Sunday night and Tony went to work. Entered again that world of screens.
A notice board filled with the faces of Panther employees hung in the canteen, a cheap thing with stuck-on photographs, passport-sized and mostly faded. Tony found Grimshaw at the display, pasting up the photograph Tony had taken in a small booth in the Highcross shopping centre a couple of days before.
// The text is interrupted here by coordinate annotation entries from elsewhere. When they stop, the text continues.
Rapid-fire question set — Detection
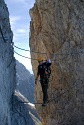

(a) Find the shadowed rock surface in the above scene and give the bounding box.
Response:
[16,60,34,103]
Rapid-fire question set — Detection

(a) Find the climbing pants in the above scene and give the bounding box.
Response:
[40,79,48,102]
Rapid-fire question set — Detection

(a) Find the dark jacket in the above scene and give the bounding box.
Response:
[37,60,51,79]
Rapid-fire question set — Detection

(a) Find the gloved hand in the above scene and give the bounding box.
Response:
[35,79,37,84]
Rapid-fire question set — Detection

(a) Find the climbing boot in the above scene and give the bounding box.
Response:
[42,102,47,107]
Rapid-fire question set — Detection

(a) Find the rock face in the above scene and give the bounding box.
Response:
[30,0,84,125]
[0,0,41,125]
[16,60,34,103]
[0,0,16,125]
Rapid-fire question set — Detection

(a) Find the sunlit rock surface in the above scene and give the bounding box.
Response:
[30,0,84,125]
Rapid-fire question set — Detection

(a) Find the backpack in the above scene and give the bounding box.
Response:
[44,66,51,79]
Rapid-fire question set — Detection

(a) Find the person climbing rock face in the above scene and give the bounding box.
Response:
[35,57,51,106]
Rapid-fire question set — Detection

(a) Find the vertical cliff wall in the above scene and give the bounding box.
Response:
[0,0,16,125]
[30,0,84,125]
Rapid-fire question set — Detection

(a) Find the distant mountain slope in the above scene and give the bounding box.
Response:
[16,60,34,103]
[11,91,42,125]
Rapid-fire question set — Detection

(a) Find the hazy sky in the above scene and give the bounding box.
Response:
[5,0,35,73]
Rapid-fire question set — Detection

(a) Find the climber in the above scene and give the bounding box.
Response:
[35,57,51,106]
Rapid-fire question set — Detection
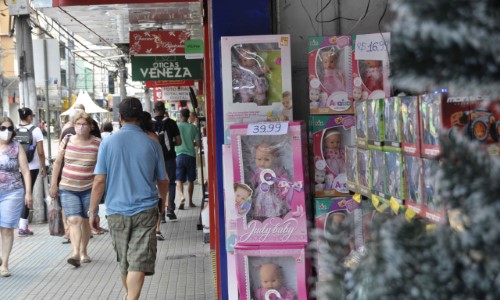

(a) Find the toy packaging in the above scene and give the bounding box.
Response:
[308,35,354,115]
[310,115,355,197]
[235,244,310,300]
[356,148,371,197]
[345,146,358,192]
[221,35,293,143]
[403,154,423,214]
[401,96,420,157]
[230,122,307,245]
[354,100,368,148]
[384,97,402,151]
[366,99,385,150]
[352,33,391,101]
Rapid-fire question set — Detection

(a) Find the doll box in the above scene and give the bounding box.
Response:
[230,122,308,245]
[310,115,355,197]
[401,96,420,157]
[235,244,310,300]
[221,35,293,144]
[308,35,354,115]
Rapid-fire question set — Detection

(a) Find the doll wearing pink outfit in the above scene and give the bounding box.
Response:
[251,143,290,221]
[323,130,345,175]
[255,263,297,300]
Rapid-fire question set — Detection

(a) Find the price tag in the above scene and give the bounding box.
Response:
[355,32,391,60]
[247,122,288,135]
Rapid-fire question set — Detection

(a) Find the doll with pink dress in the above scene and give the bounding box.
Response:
[255,263,297,300]
[250,143,290,221]
[323,130,345,175]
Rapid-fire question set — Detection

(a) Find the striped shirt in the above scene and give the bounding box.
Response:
[59,136,101,192]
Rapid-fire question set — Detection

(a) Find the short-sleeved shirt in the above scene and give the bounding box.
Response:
[175,122,200,157]
[19,124,43,170]
[59,136,101,191]
[94,124,167,216]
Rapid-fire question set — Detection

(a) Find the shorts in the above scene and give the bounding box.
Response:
[0,188,24,228]
[106,207,158,276]
[59,189,92,219]
[175,154,196,183]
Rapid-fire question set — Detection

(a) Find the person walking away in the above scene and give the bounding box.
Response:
[154,101,182,223]
[50,112,101,267]
[175,108,200,209]
[0,117,33,277]
[15,107,47,237]
[88,97,169,300]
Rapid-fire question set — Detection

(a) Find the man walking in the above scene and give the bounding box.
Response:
[175,108,200,209]
[88,97,169,300]
[154,101,182,222]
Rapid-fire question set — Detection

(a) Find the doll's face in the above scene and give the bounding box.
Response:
[309,88,320,102]
[234,187,250,205]
[255,147,276,169]
[324,134,342,149]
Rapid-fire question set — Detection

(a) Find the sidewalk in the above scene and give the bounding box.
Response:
[0,185,216,300]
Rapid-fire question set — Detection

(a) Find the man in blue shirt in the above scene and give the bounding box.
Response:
[88,97,169,299]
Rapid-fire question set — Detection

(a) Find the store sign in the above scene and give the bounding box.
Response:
[132,55,203,81]
[130,30,191,55]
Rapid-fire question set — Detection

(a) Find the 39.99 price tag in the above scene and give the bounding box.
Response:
[247,122,288,135]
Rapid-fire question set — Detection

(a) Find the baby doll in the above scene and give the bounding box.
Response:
[280,91,293,121]
[233,45,270,105]
[250,143,290,221]
[323,130,345,175]
[309,87,321,108]
[255,263,297,300]
[318,47,345,94]
[233,183,253,215]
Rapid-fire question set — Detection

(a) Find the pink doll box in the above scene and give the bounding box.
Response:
[221,34,293,144]
[352,33,391,101]
[230,122,308,245]
[308,35,354,115]
[235,244,310,300]
[401,96,420,157]
[310,115,355,197]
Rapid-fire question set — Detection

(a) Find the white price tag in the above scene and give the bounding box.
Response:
[247,122,288,135]
[355,32,391,60]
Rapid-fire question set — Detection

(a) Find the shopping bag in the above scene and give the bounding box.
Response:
[48,199,64,236]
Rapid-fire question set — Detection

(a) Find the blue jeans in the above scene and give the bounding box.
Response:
[165,158,177,210]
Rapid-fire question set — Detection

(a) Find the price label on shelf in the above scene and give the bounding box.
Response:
[355,32,391,60]
[247,122,288,135]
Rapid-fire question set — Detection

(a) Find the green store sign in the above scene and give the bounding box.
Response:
[132,55,203,81]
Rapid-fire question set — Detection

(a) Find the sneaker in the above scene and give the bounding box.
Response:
[167,209,177,221]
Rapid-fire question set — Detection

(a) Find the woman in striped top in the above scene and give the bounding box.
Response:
[50,112,101,267]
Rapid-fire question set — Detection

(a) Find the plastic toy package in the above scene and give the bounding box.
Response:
[354,100,368,148]
[221,35,293,143]
[401,96,420,157]
[310,115,355,197]
[308,35,354,115]
[231,122,307,245]
[235,245,310,300]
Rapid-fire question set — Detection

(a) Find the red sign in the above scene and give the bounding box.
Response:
[130,30,191,55]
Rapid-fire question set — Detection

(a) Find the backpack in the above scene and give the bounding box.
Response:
[14,126,37,162]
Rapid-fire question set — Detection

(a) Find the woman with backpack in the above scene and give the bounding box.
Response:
[15,107,47,237]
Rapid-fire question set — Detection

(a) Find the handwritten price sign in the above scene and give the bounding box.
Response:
[247,122,288,135]
[355,32,391,60]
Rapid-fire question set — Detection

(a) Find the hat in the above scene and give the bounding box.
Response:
[120,97,142,119]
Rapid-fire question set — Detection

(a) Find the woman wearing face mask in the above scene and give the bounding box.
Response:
[0,117,33,277]
[50,112,101,267]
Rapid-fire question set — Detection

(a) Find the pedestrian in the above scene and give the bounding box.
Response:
[175,108,200,209]
[50,112,101,267]
[16,107,47,237]
[154,101,182,223]
[0,117,33,277]
[88,97,169,299]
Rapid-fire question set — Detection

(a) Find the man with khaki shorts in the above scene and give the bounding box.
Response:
[88,97,169,300]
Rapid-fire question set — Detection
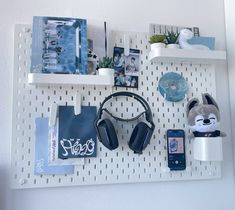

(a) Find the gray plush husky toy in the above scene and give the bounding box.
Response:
[187,93,226,137]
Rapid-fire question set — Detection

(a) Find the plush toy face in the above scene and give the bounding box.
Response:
[187,94,220,133]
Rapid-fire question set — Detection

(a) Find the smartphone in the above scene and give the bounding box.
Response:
[167,129,186,171]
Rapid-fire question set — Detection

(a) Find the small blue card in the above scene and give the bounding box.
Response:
[34,118,74,175]
[58,106,96,159]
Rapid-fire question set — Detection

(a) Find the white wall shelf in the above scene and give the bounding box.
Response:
[148,48,226,63]
[28,73,114,86]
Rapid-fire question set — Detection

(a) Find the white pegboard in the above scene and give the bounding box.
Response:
[12,25,221,188]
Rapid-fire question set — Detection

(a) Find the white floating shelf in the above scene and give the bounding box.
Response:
[148,48,226,63]
[28,73,114,86]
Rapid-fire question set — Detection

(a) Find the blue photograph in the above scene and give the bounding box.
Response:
[31,17,87,74]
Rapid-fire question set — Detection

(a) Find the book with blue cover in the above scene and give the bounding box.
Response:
[34,117,74,175]
[58,106,97,159]
[31,16,87,74]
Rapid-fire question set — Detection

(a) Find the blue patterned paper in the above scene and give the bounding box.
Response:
[58,106,96,159]
[31,17,87,74]
[34,118,74,175]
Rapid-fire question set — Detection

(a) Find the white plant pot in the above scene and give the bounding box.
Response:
[98,68,114,76]
[193,137,223,161]
[166,44,180,49]
[150,42,166,50]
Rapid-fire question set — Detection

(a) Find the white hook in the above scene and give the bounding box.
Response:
[74,92,82,115]
[124,34,130,56]
[49,103,58,127]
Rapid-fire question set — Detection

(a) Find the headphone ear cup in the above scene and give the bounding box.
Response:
[128,122,153,154]
[97,119,118,150]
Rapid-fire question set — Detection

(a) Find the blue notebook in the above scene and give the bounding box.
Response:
[58,106,96,159]
[34,118,74,175]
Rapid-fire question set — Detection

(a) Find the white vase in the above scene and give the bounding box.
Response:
[166,44,180,49]
[193,137,223,161]
[98,68,114,76]
[150,42,166,51]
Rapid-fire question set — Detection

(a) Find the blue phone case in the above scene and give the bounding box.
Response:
[167,129,186,171]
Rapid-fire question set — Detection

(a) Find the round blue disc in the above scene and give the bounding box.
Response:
[158,72,188,102]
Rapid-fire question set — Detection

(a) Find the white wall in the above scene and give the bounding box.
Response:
[224,0,235,170]
[0,0,235,210]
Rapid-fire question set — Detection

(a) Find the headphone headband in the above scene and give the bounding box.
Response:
[97,91,154,126]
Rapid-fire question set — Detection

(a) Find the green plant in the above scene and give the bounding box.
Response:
[165,31,179,44]
[98,56,113,69]
[149,35,166,44]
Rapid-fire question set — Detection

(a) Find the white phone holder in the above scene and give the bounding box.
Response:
[193,137,223,161]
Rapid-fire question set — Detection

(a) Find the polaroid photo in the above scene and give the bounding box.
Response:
[125,49,140,76]
[113,47,140,88]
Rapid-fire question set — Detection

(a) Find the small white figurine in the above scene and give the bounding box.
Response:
[179,29,210,50]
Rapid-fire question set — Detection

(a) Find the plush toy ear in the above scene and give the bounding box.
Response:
[202,93,219,110]
[187,98,199,117]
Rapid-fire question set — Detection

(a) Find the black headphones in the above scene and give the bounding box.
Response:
[95,92,155,154]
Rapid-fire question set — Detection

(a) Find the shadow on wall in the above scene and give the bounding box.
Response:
[0,166,11,210]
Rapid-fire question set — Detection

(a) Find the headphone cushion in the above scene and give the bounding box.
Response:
[97,119,118,150]
[128,122,153,154]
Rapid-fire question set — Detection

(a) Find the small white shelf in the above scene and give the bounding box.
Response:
[28,73,114,86]
[148,48,226,63]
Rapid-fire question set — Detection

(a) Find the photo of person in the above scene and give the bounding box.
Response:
[113,47,125,73]
[125,54,139,76]
[113,47,140,88]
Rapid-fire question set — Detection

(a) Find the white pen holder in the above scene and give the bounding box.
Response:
[193,137,223,161]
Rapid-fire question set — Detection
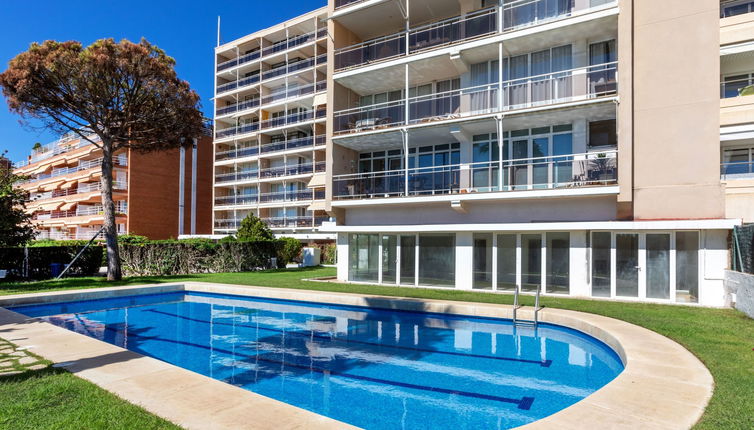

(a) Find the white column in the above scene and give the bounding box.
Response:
[456,232,474,290]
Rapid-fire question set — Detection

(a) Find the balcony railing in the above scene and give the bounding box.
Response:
[217,28,327,72]
[333,63,618,134]
[217,54,327,100]
[215,136,325,161]
[215,161,325,184]
[335,0,616,71]
[19,155,128,184]
[335,0,366,9]
[32,201,128,220]
[28,181,128,202]
[215,108,327,139]
[215,216,329,230]
[720,75,754,99]
[333,150,618,199]
[720,161,754,181]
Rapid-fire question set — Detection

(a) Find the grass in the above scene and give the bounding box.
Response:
[0,339,179,430]
[0,268,754,430]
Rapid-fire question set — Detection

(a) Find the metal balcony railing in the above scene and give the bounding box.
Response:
[333,62,618,134]
[32,201,128,220]
[215,106,327,139]
[335,0,616,71]
[335,0,366,9]
[27,182,128,202]
[19,155,128,184]
[215,161,326,184]
[720,161,754,181]
[217,28,327,72]
[215,216,329,230]
[333,150,618,199]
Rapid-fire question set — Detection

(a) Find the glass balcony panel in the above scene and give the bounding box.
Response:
[333,150,618,199]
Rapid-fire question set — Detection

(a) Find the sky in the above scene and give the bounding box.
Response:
[0,0,327,161]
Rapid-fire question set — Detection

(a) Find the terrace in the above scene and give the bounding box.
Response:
[333,62,618,135]
[333,150,618,200]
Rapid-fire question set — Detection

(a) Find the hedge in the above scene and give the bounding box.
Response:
[120,240,288,276]
[0,246,103,279]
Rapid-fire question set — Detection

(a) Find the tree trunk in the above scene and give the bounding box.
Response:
[100,139,123,281]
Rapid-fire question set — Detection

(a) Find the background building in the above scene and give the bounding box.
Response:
[213,8,334,240]
[323,0,754,305]
[15,135,212,240]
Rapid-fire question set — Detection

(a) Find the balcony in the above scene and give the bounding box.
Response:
[19,155,128,185]
[215,161,325,184]
[215,136,325,161]
[333,150,618,200]
[720,161,754,181]
[333,62,618,135]
[335,0,615,72]
[335,0,366,9]
[32,201,128,221]
[216,54,327,98]
[215,108,327,139]
[215,216,329,230]
[217,28,327,72]
[27,181,128,202]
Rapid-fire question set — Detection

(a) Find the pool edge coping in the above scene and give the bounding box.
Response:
[0,281,714,429]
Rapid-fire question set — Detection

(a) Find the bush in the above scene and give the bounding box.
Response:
[120,239,284,276]
[320,243,338,264]
[0,245,103,279]
[236,213,275,242]
[278,237,304,269]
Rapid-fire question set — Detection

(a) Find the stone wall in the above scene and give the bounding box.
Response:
[725,270,754,318]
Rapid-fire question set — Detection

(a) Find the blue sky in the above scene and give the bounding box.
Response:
[0,0,327,161]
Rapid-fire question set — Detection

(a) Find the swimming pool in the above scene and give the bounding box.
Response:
[13,292,623,429]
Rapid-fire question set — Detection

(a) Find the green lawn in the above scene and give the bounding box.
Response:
[0,339,179,430]
[0,268,754,430]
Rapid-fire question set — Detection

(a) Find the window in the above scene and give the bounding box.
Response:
[348,234,380,282]
[419,234,456,287]
[720,0,754,18]
[589,119,618,148]
[545,233,571,294]
[721,147,754,179]
[720,73,754,99]
[675,231,699,303]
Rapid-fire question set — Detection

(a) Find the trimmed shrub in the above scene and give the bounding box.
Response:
[120,239,284,276]
[278,237,304,269]
[320,243,338,264]
[0,245,103,279]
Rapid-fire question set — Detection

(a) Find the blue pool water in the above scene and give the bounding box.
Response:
[14,292,623,429]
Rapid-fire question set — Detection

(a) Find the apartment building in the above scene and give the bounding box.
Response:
[720,0,754,223]
[213,8,334,240]
[15,134,212,240]
[314,0,754,306]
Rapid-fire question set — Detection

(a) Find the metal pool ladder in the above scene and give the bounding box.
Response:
[513,284,544,327]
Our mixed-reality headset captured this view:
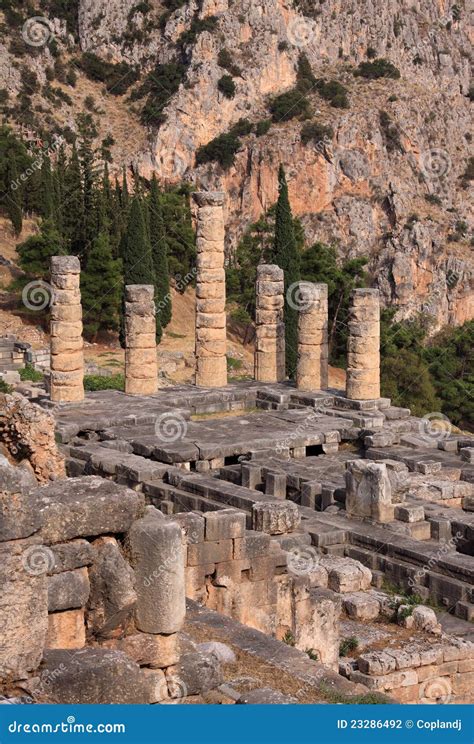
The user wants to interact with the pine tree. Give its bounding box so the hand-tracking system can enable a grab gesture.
[120,196,162,346]
[6,157,23,237]
[148,174,172,328]
[81,230,122,340]
[273,165,300,379]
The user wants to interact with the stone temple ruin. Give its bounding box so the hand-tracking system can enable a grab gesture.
[0,194,474,704]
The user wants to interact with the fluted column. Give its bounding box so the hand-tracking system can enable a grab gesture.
[50,256,84,403]
[346,289,380,400]
[296,282,328,390]
[125,284,158,395]
[255,264,285,382]
[193,191,227,387]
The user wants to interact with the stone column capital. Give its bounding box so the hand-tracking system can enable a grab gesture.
[193,191,225,207]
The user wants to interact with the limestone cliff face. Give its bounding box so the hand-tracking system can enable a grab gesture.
[0,0,474,328]
[119,0,474,328]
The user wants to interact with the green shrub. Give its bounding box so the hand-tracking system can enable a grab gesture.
[354,57,400,80]
[301,121,334,145]
[255,119,272,137]
[339,636,359,656]
[0,378,13,393]
[19,363,44,382]
[217,47,242,77]
[316,78,349,108]
[269,88,311,122]
[84,374,125,392]
[217,75,235,98]
[77,52,139,96]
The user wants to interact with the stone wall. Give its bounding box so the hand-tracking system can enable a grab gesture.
[194,192,227,387]
[255,264,286,382]
[349,638,474,704]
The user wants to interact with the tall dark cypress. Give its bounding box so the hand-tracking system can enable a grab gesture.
[60,145,84,256]
[6,157,23,237]
[273,165,300,380]
[120,195,162,346]
[148,174,172,328]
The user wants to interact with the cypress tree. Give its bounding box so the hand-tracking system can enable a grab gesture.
[41,155,56,220]
[273,165,300,379]
[120,196,162,346]
[61,145,84,256]
[6,157,23,237]
[148,174,171,328]
[81,230,122,340]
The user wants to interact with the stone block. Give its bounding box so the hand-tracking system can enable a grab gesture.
[187,538,234,566]
[0,540,48,680]
[48,568,90,612]
[45,609,86,649]
[41,648,148,705]
[128,516,186,634]
[87,537,137,638]
[252,500,301,535]
[36,476,143,544]
[166,651,223,698]
[204,509,246,541]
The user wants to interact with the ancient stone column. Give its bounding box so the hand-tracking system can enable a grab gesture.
[296,282,328,390]
[193,191,227,387]
[125,284,158,395]
[255,264,286,382]
[346,289,380,400]
[50,256,84,403]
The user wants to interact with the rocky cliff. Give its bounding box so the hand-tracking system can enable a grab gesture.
[0,0,474,328]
His face now obscured the dark-haired, stubble-faced man who had previously occupied his position.
Out with the old, in with the new. The treadmill never stops turning.
As if reading his thoughts, Grimshaw turned and offered an apologetic smile, tapping the board with a fag-stained finger.
“It’s set in stone. You’re part of the company. Too late to escape now.”
Grimshaw laughed, a sound that held no trace of irony. His breath smelt bad in the cramped surroundings.
There were few perks here, down among the dead.